Он отпихнул Иру и сам скопировал несколько фрагментов.
— Чтобы я больше не видел копирования мышкой, ты поняла?!
Ира держалась изо всех сил, чтобы не зареветь, но слезы опять брызнули из глаз. Всеволод Николаевич, пожав плечами, скрылся в своем кабинете. Рабочий день подходил к концу.
Дома
Было уже почти 11 вечера, когда он, поужинав с приятелями в «Обломо-ве», приехал домой. Лабрадор Лорд, громко стуча когтями по паркету, вихрем вылетел навстречу. Ковригин присел на корточки и обхватил черную лобастую морду. Лорд радостно вилял хвостом и приседал на задних лапах, предлагая повозиться. Всеволод Николаевич ласково потрепал собаку по загривку и прошел в столовую. Домработница должна была прийти только утром, и Ковригин имел возможность заметить следы того, что происходило в доме до его прихода. Рюмка на столе была одна — значит, жена соблюдала его требование и никого не приглашала домой в его отсутствие. Он взял стоявшую на том же столе бутылку — коньяка в ней оставалось едва на донышке. «Опять, дрянь, напилась», — подумал он со злостью и допил коньяк прямо из бутылки.
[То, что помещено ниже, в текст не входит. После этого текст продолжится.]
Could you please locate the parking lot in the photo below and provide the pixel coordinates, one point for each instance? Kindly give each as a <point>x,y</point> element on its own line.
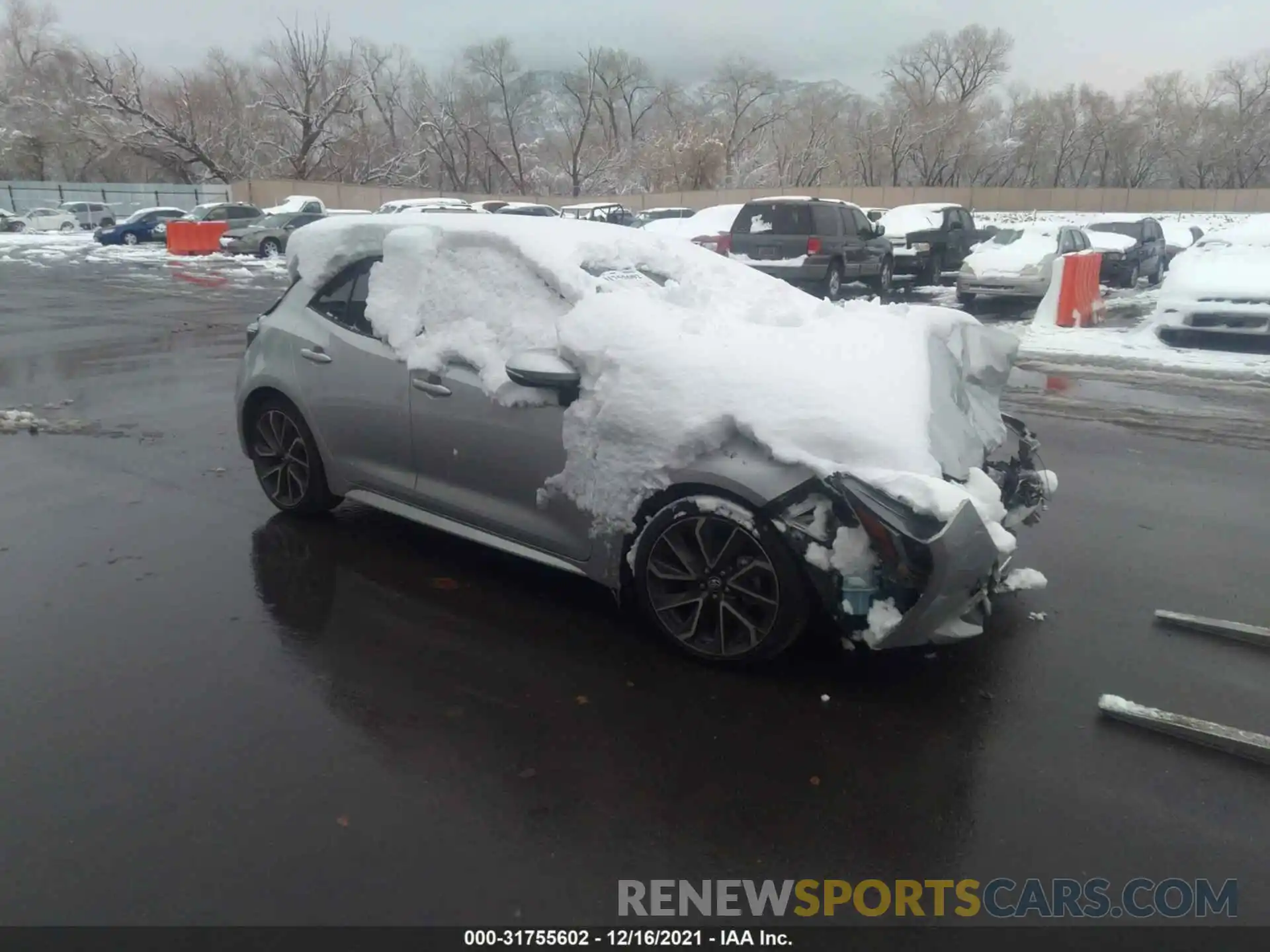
<point>220,715</point>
Ковригин оглядел столовую: жены не было видно. Он пошел искать ее по дому. В спальне никого. Не было ее ни в бывшей детской, ни в кабинете. Всеволод Николаевич подошел к комнате охранников — оттуда раздавались голоса, из них один — явно пьяный — принадлежал его жене. Ковригин не стал сразу заходить, а немного постоял у двери, прислушиваясь.
— Он же никого не уважает! Он не способен уважать. И любить. Он всех людей ненавидит. Всех!
— Да ладно тебе, Люд, успокойся. — Визгливому голосу жены Всеволода Николаевича отвечал спокойный бас Сергея, одного из домашних охранников семьи Ковригиных.
— Вы его глаза видели? Злые, злые, всегда злые. И холодные. Мне страшно, когда он рядом. Он смотрит, а я боюсь, боюсь! Я боюсь его, даже когда его нет.
— Люда, шла бы ты. Всеволод Николаевич придет сейчас уже.
— Неет. Никуда я не пойду! Я сейчас тут лягу. Тут его нет. Тут тихо и спокойно. Так хорошо…
Ковригину надоело, он распахнул дверь. Людмила, его жена, полулежала в кресле, в руке у нее был фужер с янтарной жидкостью. Замолчав на полуслове, она широко распахнутыми голубыми глазами, в которых читался неприкрытый ужас, смотрела на Всеволода Николаевича.
— Пошли. — Он схватил ее за руку и потащил из комнаты. Дойдя до спальни, Ковригин словно тряпичную куклу толкнул жену на кровать. Она всхлипывала и бормотала что-то несвязное. Всеволод Николаевич захлопнул дверь в спальню и направился в комнату для гостей. Он всегда уходил ночевать туда, когда жена напивалась. В последние три года это происходило почти каждый день. Их сыну Олегу было семь, когда все началось.
Поначалу Всеволод Николаевич гордился сыном — тот рано стал говорить, а в три года вовсю читал. Ковригина и его друзей забавляло, когда малыш с умным видом декламировал статьи из энциклопедии. Затем пошли странности. Вечером Олег не мог заснуть, боясь темноты. И засыпал только после того, как быстро оббегал несколько раз вокруг кровати. За обедом начинал неожиданно смеяться и, если Людмила делала ему замечание, яростно кидался на нее с кулаками. Приступы внезапного бешенства сменялись молчанием, которое продолжалось часами, а позже могло доходить и до нескольких дней.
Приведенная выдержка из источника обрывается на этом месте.